Shortly before 3 o'clock one afternoon last week, swart Inquisitor Ferdinand Pecora stepped into the corridor of Washington's squat, ramshackle Federal Trade Commission Building, marched into the office of Commissioner James M. Landis. The first meeting of the new Securities & Exchange Commission was about to be held, a chairman elected. In an office four doors down the corridor waited Commissioners Matthews, Healy and Kennedy. Thirty minutes passed and Mr. Pecora did not join his colleagues to start business. Every few minutes Mr. Landis would step out, glowering darkly, hurry down to the other office to whisper a few words, hurry back to Mr. Pecora. At 3:30 he summoned Mr. Kennedy into his office, slammed all windows tight against newshawks' eavesdropping. For over an hour Commissioners Landis, Pecora and Kennedy argued loudly.
But closed windows were useless for keeping their secret because even the youngest and greenest reporter on the outside knew that Mr. Pecora was fighting tooth & nail against Mr. Kennedy's election as chairman. That job was morally Mr. Kennedy's because the President had given his good friend a five-year appointment, longest of any Commissioner. But there was open talk that Mr. Kennedy was a Wall Streeter, that he was not above a little stock speculation now and then.
Suddenly the Landis office door popped open and all three commissioners emerged smiling. Messrs. Kennedy and Pecora marched down the corridor side by side in step, turned into Commissioner Matthews' office. There the Commission settled down to elect Mr. Kennedy chairman.
Day after the election Commissioner Pecora left Washington for Manhattan, did not attend any more S.E.C. meetings all week. He was careful to explain, however, that he was simply winding up his personal affairs in Manhattan preparatory to moving to Washington to devote all his time to "putting the child on its feet."
In 100DEG weather Commissioners Landis & Kennedy spent a day scouting around for a building to house S.E.C., finally arranged with Secretary Ickes to move into the old Interstate Commerce Commission Building on Pennsylvania Ave. Chairman Kennedy summoned newshawks, delivered himself of a ringing statement against speculative profits: "The days of stock manipulation are in the past now. There will be little, if any, of this 'buy today and out Thursday' business from this time on. ... You can't rig the market any more. . . .

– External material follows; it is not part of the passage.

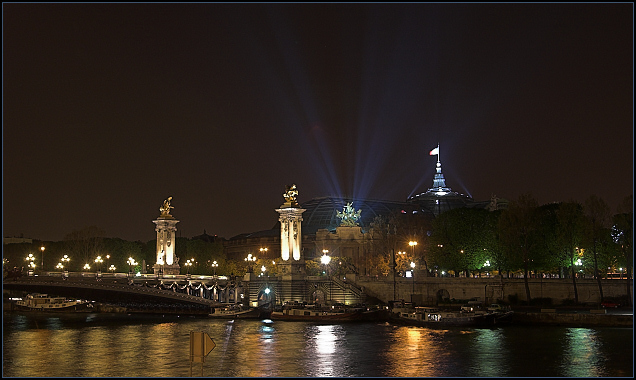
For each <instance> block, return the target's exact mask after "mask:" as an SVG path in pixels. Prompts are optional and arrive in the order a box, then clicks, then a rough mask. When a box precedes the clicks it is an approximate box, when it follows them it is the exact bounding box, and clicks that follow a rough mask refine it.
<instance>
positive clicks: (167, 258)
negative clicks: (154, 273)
mask: <svg viewBox="0 0 636 380" xmlns="http://www.w3.org/2000/svg"><path fill="white" fill-rule="evenodd" d="M153 223H154V224H156V225H157V227H156V228H155V231H156V232H157V262H156V264H155V265H153V267H152V268H153V269H154V272H155V274H158V273H159V272H160V271H161V268H163V274H179V273H180V269H181V267H180V266H179V264H178V262H179V259H178V258H177V257H176V256H175V254H174V253H175V243H176V238H177V237H176V232H177V223H179V221H178V220H176V219H175V218H174V217H173V216H172V215H170V214H162V215H161V216H159V218H157V219H156V220H153Z"/></svg>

"I'm no sucker.... I never did so much in the market although I did do pretty well in the motion picture business. . . . My experience is that money made in speculation is negligible in amount when compared to the returns received by those who invest their money in gilt-edged securities and hold on to them."
Actually the Securities Exchange Act will not go into effect until Sept. 1, the deadline for registration of stock and exchanges. The Commission has no technical jurisdiction over any but registered stocks which are bought and sold in interstate commerce, cannot put its rules of fair practice into operation until registration begins. Its margin requirements do not take effect until Oct. 1. The S.E.C. will take over enforcement of the Securities Act of 1933, now under the Federal Trade Commission, Sept. 2. But lest pool operators try to make a killing before the Securities Exchange Law becomes effective, Chairman Kennedy announced that he would exert his "influence" to stop all trading irregularities.
Tame compared to Chairman Kennedy's threats was the Commission's first official ruling: none of the 200-odd clerks, office boys, stenographers and other employes it is about to hire may buy securities on margin or otherwise speculate on the market. They may buy securities outright but must notify the Commission of any such purchases within 48 hours.